Dec 17 11:00:05 ariel openqa[27477]: [
Dec 17 11:00:05 ariel openqa[27477]: {
Dec 17 11:00:05 ariel openqa[27477]: "gru_id" => 17075633,
Dec 17 11:00:05 ariel openqa[27477]: "minion_id" => 122294
Dec 17 11:00:05 ariel openqa[27477]: },
Dec 17 11:00:05 ariel openqa[27477]: {
Dec 17 11:00:05 ariel openqa[27477]: "gru_id" => 17075634,
Dec 17 11:00:05 ariel openqa[27477]: "minion_id" => 122295
Dec 17 11:00:05 ariel openqa[27477]: }
Dec 17 11:00:05 ariel openqa[27477]: ]
Dec 17 11:00:05 ariel systemd[1]: Started Enqueues an asset cleanup and a result/logs cleanup task for the openQA..
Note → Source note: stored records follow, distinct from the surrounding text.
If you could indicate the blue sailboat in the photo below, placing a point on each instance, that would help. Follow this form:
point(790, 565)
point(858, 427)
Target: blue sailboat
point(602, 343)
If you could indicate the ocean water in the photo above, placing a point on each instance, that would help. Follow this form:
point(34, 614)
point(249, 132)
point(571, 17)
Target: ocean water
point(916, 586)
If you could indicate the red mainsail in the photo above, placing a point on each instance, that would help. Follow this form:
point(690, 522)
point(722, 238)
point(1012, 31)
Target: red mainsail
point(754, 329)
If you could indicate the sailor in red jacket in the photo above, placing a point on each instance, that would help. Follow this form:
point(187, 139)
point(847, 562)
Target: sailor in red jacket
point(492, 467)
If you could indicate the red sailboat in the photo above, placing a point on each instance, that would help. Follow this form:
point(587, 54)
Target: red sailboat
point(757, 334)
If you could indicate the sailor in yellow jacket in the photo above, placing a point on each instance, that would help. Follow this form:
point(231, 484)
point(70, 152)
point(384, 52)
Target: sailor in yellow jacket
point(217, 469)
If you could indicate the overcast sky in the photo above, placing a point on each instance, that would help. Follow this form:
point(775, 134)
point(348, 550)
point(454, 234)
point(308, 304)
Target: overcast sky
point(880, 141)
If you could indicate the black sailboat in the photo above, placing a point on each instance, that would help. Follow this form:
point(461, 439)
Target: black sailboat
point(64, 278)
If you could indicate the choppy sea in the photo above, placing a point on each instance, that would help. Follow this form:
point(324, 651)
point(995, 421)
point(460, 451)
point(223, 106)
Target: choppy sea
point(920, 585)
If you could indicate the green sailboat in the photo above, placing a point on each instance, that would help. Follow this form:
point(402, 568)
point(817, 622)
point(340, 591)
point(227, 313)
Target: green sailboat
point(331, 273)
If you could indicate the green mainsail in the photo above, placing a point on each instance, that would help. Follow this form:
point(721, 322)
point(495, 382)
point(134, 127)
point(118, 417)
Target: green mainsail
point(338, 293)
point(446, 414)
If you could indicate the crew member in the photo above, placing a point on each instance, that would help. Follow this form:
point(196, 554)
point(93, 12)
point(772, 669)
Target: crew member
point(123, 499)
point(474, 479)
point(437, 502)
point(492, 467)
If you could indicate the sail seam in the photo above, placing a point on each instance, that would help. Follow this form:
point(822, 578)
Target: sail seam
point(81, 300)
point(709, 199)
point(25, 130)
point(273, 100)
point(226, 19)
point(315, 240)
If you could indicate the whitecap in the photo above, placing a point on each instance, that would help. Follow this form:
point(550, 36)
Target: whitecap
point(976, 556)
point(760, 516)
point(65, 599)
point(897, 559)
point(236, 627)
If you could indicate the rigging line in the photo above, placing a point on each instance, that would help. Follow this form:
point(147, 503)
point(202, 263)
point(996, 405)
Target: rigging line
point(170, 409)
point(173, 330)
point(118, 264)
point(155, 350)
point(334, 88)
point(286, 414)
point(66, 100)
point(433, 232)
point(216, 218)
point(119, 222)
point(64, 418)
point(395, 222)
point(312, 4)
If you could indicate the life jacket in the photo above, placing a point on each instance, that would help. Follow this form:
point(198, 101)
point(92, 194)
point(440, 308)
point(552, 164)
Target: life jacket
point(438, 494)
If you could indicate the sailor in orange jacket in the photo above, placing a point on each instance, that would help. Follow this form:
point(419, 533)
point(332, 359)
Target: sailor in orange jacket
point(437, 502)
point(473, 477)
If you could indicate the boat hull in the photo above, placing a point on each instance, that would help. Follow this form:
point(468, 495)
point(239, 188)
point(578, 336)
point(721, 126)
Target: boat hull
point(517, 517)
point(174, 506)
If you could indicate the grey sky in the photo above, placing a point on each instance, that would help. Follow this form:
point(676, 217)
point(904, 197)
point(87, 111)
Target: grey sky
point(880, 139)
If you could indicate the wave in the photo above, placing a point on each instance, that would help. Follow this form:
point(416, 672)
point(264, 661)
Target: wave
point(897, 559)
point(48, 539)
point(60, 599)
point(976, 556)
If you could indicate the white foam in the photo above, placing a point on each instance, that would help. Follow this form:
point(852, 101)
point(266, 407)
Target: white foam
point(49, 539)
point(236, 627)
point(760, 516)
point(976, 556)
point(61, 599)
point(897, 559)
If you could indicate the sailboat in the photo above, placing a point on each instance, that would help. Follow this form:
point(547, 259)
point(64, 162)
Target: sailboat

and I can see the gru service to traverse our asset tree:
geekote+ 22046 41.8 1.2 366952 199536 ? SN 10:50 5:53 \_ /usr/bin/perl /usr/share/openqa/script/openqa gru -m production run --reset-locks
ariel:/home/okurz # strace -f -estat -p 22046
[…]
I can see that the gru process is merely stuck in /var/lib/openqa/share/factory/other where we have (ls -ltra | wc -l
) 87644 files. This did not seem to be that severe of a problem in before but now it is. I can try to manually mitigate this a bit for the time being by manually deleting old assets but we should come up with a better approach, at the very least we can revert the PR again.
EDIT: find -name '*TEMP*' -delete
and find -mtime +365 -delete
.
As the cleanup task is still stuck in the same repo and /space is about to run full I killed the gru process and rolled back the web UI for now with zypper -n in -f /var/cache/zypp/packages/devel_openQA/noarch/openQA*-4.6.1576340016.48aaffc06-lp151.2103.1.noarch.rpm
. Immediately after the services were restarted the cleanup started and it immediately unlinked files and was not stuck in traversing. So this rolled back successfully the openQA webui installation. This seems to help with the asset management. https://openqa.opensuse.org/admin/assets is usable again and /space seems to recover.
@mkittler I propose to revert and you try to reproduce the problem with a test, e.g. with 100k local files. I have the suspicion the problem has to do with paths, e.g. chdir or absolute/relative or so.